Unocal also is excited about five projects it is participating in worldwide, which together are expected to add significant production volumes by the fourth quarter. One of the new projects is the Mad Dog development in the deepwater Gulf of Mexico. The field, in which Unocal holds a 15.6% stake, is operated by BP (60.5% interest) and is also jointly owned with BHP Billiton (23.9%). It is expected to ramp up to about 100,000 bbl/d of oil and 60 MMcf/d of gas by the end of this year (see NGI, Jan. 24).

At the end of 2004, Unocal had 1.754 billion boe in reserves. Net daily production is 159,000 bbl/d of crude oil, condensate and natural gas liquids and 1.5 Bcf/d of natural gas. Last year, Unocal’s international operations accounted for 62% of its natural gas production and 56% of its liquids production.

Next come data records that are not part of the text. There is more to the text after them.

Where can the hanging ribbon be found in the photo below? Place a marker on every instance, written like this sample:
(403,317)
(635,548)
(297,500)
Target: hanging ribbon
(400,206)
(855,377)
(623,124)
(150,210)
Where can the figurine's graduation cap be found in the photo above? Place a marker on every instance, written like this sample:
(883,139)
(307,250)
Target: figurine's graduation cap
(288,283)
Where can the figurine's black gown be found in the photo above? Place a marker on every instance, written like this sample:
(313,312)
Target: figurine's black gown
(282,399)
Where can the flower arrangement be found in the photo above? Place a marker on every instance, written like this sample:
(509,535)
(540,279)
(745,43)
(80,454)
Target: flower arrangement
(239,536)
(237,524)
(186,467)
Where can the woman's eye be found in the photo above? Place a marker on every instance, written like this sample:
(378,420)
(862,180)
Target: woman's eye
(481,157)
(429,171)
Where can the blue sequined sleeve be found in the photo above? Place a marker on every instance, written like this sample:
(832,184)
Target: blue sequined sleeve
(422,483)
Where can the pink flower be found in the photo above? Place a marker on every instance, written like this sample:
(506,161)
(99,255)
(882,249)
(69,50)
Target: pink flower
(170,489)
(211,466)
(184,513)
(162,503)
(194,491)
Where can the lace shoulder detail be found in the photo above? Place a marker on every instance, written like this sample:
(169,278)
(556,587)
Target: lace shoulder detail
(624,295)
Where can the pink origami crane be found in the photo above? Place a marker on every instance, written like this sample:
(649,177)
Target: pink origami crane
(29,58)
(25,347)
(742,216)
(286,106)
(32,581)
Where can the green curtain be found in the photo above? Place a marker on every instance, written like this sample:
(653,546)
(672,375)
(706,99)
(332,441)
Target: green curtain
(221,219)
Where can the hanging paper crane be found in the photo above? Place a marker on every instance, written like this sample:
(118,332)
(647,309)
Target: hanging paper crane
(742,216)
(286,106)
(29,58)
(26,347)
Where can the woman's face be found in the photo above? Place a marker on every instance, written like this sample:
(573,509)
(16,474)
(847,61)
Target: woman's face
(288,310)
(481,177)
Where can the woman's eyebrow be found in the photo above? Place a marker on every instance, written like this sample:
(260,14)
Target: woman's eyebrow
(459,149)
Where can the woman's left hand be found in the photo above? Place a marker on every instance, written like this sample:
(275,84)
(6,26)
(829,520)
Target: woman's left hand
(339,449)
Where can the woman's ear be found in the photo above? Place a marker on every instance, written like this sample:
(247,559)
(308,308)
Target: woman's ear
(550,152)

In North America, Unocal conducts exploration and production (E&P) activities in the Gulf of Mexico, the Permian Basin (through Pure Resources), Alaska’s North Slope and Cook Inlet and in Alberta and Saskatchewan (through Northrock Resources Ltd. Overseas, Unocal has E&P operations ongoing in Thailand, Indonesia, Myanmar, Bangladesh, The Netherlands, Azerbaijan, Republic of Congo and in Vietnam.

ChevronTexaco’s operations are extensive, both in North America and worldwide. Its major E&P operations overlap with Unocal overseas in Azerbaijan, Republic of Congo, Thailand and Indonesia.